Burkina Faso-Mali: "We cannot live under the law of strangers"

Publisher IRIN
Publication Date 3 October 2012
Cite as IRIN, Burkina Faso-Mali: "We cannot live under the law of strangers", 3 October 2012, available at: https://www.refworld.org/docid/506ea0372.html [accessed 19 May 2023]
DisclaimerThis is not a UNHCR publication. UNHCR is not responsible for, nor does it necessarily endorse, its content. Any views expressed are solely those of the author or publisher and do not necessarily reflect those of UNHCR, the United Nations or its Member States.

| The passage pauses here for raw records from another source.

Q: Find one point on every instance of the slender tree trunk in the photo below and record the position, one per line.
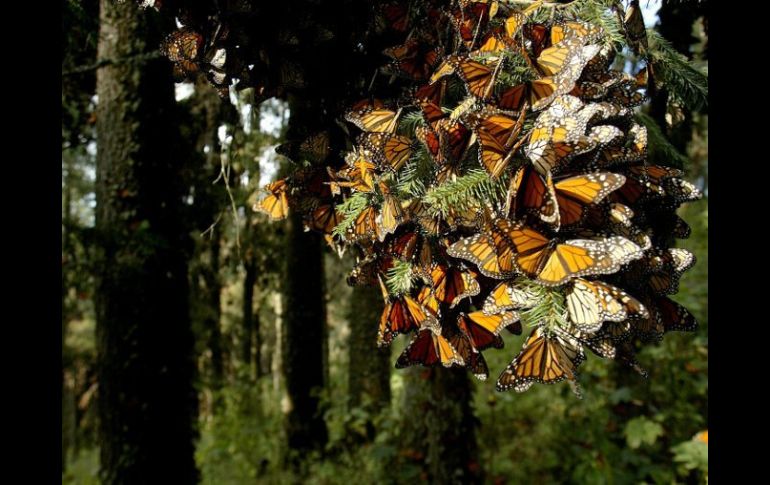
(304, 323)
(442, 443)
(214, 314)
(250, 319)
(369, 366)
(147, 404)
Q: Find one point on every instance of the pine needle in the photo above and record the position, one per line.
(400, 278)
(684, 81)
(474, 189)
(659, 150)
(351, 209)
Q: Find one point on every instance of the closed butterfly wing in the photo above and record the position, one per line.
(479, 337)
(544, 359)
(510, 296)
(276, 204)
(496, 323)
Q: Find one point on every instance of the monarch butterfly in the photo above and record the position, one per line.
(473, 359)
(675, 317)
(565, 202)
(552, 263)
(454, 140)
(431, 112)
(679, 191)
(572, 29)
(276, 204)
(559, 134)
(396, 16)
(184, 44)
(451, 284)
(510, 296)
(471, 17)
(490, 250)
(515, 21)
(662, 269)
(479, 337)
(493, 43)
(401, 316)
(373, 117)
(546, 359)
(479, 78)
(590, 303)
(666, 315)
(365, 225)
(360, 176)
(644, 182)
(314, 148)
(498, 139)
(404, 245)
(633, 150)
(560, 67)
(324, 218)
(635, 30)
(430, 139)
(432, 93)
(430, 224)
(495, 324)
(390, 150)
(414, 59)
(428, 348)
(392, 215)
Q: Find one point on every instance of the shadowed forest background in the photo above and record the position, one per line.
(244, 317)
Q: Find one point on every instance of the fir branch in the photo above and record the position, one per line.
(600, 14)
(550, 311)
(409, 122)
(659, 150)
(684, 81)
(400, 278)
(417, 173)
(471, 190)
(351, 208)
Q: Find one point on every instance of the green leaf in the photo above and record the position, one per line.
(684, 81)
(641, 431)
(692, 455)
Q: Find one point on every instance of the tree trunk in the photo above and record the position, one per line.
(214, 314)
(304, 324)
(147, 404)
(444, 443)
(250, 320)
(369, 366)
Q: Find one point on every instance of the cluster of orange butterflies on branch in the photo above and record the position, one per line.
(507, 189)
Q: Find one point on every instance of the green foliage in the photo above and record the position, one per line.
(685, 82)
(466, 192)
(351, 208)
(599, 13)
(400, 278)
(660, 150)
(640, 431)
(691, 456)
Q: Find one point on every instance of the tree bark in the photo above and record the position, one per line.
(250, 320)
(304, 324)
(442, 442)
(369, 366)
(147, 404)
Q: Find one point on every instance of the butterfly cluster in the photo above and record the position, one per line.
(506, 187)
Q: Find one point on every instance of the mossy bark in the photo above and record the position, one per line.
(147, 404)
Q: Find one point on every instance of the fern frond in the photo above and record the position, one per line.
(351, 209)
(399, 278)
(471, 190)
(684, 81)
(659, 150)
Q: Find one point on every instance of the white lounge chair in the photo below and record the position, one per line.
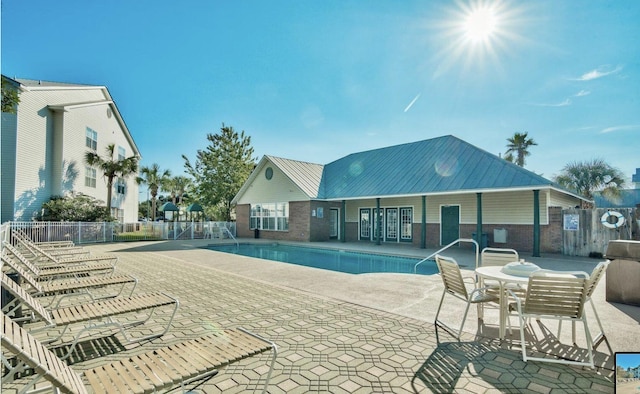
(154, 371)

The UN Refugee Agency (UNHCR) estimates some 107,000 Malians, most of them Arabs and Tuaregs, fled across the border to Burkina Faso, many leaving as early as February when the Tuareg National Movement for the Liberation of Azawad (MNLA) launched their first attacks against Malian government targets.

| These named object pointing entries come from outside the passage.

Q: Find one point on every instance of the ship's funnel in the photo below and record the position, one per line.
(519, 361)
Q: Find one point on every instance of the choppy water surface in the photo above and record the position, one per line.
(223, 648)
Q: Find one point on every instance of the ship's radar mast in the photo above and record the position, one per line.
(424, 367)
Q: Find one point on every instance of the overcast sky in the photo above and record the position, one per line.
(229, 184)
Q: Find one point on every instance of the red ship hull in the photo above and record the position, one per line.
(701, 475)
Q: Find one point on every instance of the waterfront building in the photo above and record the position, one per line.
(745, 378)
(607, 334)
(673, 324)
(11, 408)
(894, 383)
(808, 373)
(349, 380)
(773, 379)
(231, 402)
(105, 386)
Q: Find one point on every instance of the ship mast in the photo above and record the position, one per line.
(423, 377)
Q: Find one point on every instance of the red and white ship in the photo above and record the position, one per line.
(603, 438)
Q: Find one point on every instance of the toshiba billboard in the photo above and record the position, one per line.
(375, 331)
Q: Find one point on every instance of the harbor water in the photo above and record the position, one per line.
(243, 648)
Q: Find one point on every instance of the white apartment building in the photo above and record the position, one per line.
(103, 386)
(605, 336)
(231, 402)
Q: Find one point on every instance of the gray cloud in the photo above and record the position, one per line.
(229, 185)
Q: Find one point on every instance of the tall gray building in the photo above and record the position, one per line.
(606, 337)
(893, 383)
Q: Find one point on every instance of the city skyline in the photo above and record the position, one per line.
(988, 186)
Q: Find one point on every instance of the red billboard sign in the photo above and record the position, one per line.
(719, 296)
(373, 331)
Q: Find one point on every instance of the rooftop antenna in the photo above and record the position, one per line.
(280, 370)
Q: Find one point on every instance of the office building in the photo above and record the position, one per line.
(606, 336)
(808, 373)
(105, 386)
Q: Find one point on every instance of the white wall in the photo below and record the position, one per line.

In April Islamic groups Ansar Dine, the Movement for Unity and Jihad in West Africa (MUJAO), and Al Qaeda in the Islamic Maghreb (AQIM) wrested control of northern Mali from the MNLA and swiftly imposed repressive Sharia law across the region, insisting women be veiled, stoning civilians to death, amputating alleged criminals, publicly flogging residents and destroying religious shrines, according to human rights groups. Several hundred children are believed to have been recruited into their forces.

Among the Malian refugees and those who are internally displaced, most of the ethnic Tuaregs have told IRIN they are too scared to return as long as these groups control the north, fearing violence and repression, but also reprisal attacks on Tuaregs.

Tuareg refugee Mohamed-Ag Ibrahim, who fled Timbuktu with his wife and seven children, told IRIN: "We fear reprisals from the community, like in the rebellion in the 1990s. And now Islamists have come… and started to judge people, cut off their hands. The ones that did not leave are stuck there... We cannot live under the law of strangers."

Plans currently under discussion to send in a joint Malian army-ECOWAS military operation to oust the Islamists are likely to cause further displacement of civilians.

"We are very worried that further fighting will bring a new wave of refugees," said UNHCR representative in Burkina Faso Ibrahima Coly. The Burkina Faso authorities have worked hard to accommodate arriving Malians, but have expressed concerns that they are stretched to the limit and cannot further expand their services.